- Born: 1530 Vila do Conde, Kingdom of Portugal
- Died: 30 December 1596 Arona, Duchy of Milan
- Education: University of Coimbra
- Occupations: Writer, university teacher, philosopher, theologian, biblical scholar
- Employer: Pontifical Gregorian University ;

= Manuel de Sá =

Portuguese Jesuit priest, theologian and exegete

Manuel de Sá (b. at Vila do Conde, Province Entre-Minho-e-Douro, 1530; d. at Arona, Italy, 30 December 1596) was a Portuguese Jesuit priest, theologian and exegete.

==History==
He distinguished himself as a student at the University of Coimbra, and at the age of fifteen joined the Society of Jesus. He soon afterward taught philosophy, first at Coimbra, and next at Gandia, where he also acted as tutor to Francis Borgia, then Duke of Gandia, who was considering joining the Jesuit Order.

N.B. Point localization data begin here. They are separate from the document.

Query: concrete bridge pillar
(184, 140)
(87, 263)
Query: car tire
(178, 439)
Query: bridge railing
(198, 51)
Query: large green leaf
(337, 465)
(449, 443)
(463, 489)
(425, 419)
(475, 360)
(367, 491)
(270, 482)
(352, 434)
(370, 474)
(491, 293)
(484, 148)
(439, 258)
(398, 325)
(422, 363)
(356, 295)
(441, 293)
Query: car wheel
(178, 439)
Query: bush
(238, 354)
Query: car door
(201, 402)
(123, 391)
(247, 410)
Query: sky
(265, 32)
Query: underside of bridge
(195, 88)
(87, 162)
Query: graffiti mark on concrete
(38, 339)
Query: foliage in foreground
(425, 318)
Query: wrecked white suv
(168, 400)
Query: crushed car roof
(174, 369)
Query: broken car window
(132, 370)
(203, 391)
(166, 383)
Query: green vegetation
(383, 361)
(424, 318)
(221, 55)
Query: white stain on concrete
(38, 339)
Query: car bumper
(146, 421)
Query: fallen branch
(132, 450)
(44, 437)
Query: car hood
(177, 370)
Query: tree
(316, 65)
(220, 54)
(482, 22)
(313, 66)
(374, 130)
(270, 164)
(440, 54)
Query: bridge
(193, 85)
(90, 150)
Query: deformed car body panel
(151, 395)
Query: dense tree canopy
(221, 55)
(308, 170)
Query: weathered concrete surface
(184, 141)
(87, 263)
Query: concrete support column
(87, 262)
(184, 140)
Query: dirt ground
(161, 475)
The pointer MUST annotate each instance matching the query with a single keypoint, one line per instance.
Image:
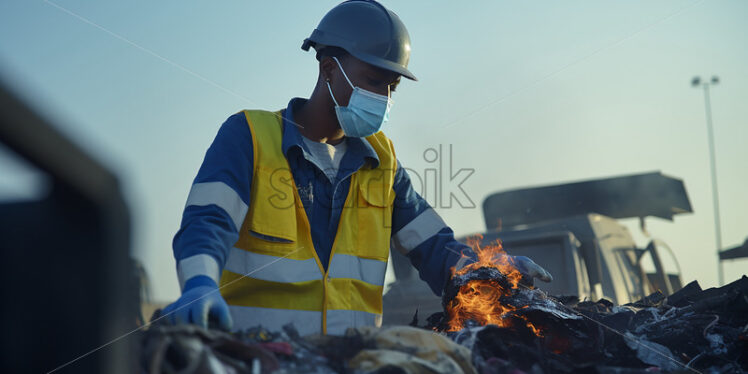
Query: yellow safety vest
(273, 275)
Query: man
(293, 213)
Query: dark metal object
(740, 251)
(642, 195)
(65, 274)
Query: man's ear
(326, 67)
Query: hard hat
(368, 31)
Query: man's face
(361, 74)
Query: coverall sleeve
(420, 233)
(217, 203)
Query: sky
(523, 93)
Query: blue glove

In 1557, he became one of the early professors of the Roman College, and commented for two years on the prophecies of prophet Osee and the Summa of Thomas Aquinas. Exhausted by his labours, he discontinued his lectures, and visited the houses of the Society in Tuscany. Restored to health, he returned to the Roman College, where he filled the chair of exegesis, and found time to give missions.

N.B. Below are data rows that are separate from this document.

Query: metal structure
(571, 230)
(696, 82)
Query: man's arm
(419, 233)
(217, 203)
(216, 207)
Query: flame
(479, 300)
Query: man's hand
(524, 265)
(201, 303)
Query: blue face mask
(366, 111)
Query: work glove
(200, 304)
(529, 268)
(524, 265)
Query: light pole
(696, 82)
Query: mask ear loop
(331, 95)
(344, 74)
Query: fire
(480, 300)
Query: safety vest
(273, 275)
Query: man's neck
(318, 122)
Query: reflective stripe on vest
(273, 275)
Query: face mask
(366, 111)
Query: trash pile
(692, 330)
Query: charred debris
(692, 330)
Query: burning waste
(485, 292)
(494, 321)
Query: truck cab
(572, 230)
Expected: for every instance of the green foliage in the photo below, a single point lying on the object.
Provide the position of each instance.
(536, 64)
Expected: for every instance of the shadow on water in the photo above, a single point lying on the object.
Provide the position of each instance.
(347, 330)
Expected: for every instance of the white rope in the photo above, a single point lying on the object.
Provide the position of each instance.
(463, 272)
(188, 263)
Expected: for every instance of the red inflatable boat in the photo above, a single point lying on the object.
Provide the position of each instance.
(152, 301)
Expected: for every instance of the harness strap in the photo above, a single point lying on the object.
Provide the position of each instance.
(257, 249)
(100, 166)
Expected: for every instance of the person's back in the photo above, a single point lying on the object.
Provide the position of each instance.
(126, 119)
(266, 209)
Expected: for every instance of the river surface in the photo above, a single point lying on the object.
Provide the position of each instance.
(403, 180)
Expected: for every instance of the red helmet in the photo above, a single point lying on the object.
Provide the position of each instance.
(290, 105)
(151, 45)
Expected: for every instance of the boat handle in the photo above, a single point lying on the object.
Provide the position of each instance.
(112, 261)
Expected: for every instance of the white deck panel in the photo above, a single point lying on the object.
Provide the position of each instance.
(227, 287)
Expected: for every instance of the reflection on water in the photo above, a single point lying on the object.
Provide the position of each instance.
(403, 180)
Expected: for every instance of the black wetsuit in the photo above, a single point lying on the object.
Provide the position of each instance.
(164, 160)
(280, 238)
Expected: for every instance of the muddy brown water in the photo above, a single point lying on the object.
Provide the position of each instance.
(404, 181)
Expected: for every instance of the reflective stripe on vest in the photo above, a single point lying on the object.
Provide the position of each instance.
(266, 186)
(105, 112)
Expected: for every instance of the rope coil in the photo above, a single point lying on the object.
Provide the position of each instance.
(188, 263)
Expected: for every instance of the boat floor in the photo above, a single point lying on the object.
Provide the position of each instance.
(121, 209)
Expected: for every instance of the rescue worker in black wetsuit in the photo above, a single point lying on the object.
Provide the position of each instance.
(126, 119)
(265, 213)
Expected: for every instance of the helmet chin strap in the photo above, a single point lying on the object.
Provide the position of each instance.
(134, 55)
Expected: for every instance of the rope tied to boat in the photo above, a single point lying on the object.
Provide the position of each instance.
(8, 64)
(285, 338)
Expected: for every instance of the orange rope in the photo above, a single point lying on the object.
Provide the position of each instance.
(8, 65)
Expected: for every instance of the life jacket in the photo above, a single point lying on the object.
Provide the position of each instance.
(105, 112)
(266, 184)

His reputation for scholarship induced Pope Pius V to appoint him as a member of the commission in charge of preparing the authentic edition of the Septuagint. This did not prevent him from continuing his apostolic labours and from founding several houses of his order in Upper Italy. After residing for a time at Genoa, he withdrew to the professed house of Arona (Diocese of Milan), where he died.

==Works==
His exegetical works are: Scholia in Quatuor Evangelia (Antwerp, 1596), and Notationes in totam Scripturam Sacram (Antwerp, 1598), both of which passed through several editions.

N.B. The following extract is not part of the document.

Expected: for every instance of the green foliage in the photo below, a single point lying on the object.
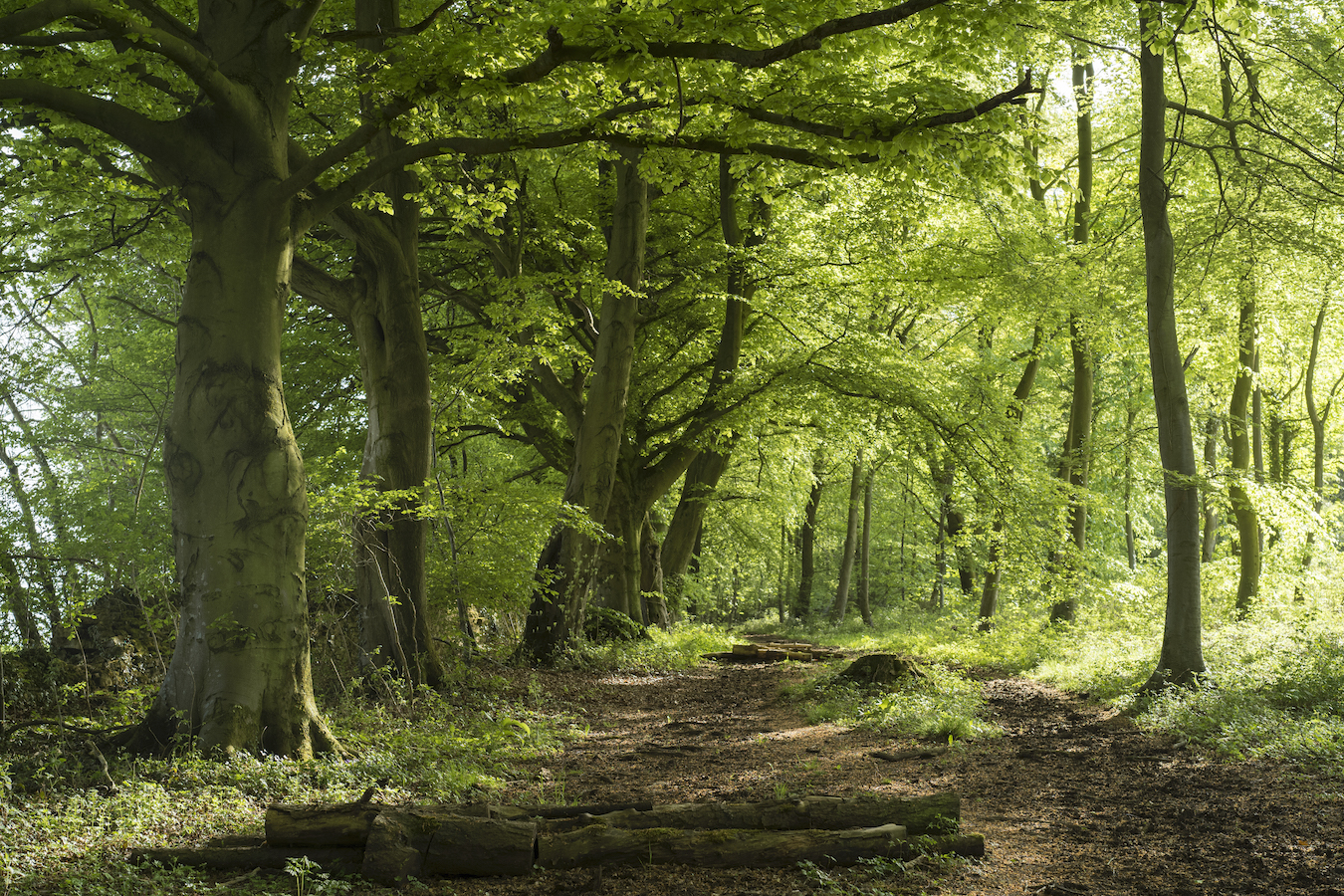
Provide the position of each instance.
(940, 704)
(678, 648)
(1275, 691)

However short, Sá's annotations clearly set forth the literal sense of the Bible, and bespeak a solid erudition, despite a few inaccuracies which have been sharply rebuked by Protestant critics.

His theological treatise entitled Aphorismi Confessariorum ex Doctorum sententiis collecti (Venice, 1595), however remarkable, was censured in 1603, apparently because the Master of the Sacred Palace treated some of its maxims as contrary to opinions commonly received among theologians, but it was later corrected and has been removed from the Roman Index (1900). Sá's life of John of Texeda, the Capuchin confessor of Francis Borgia, when Duke of Gandia, has not been published.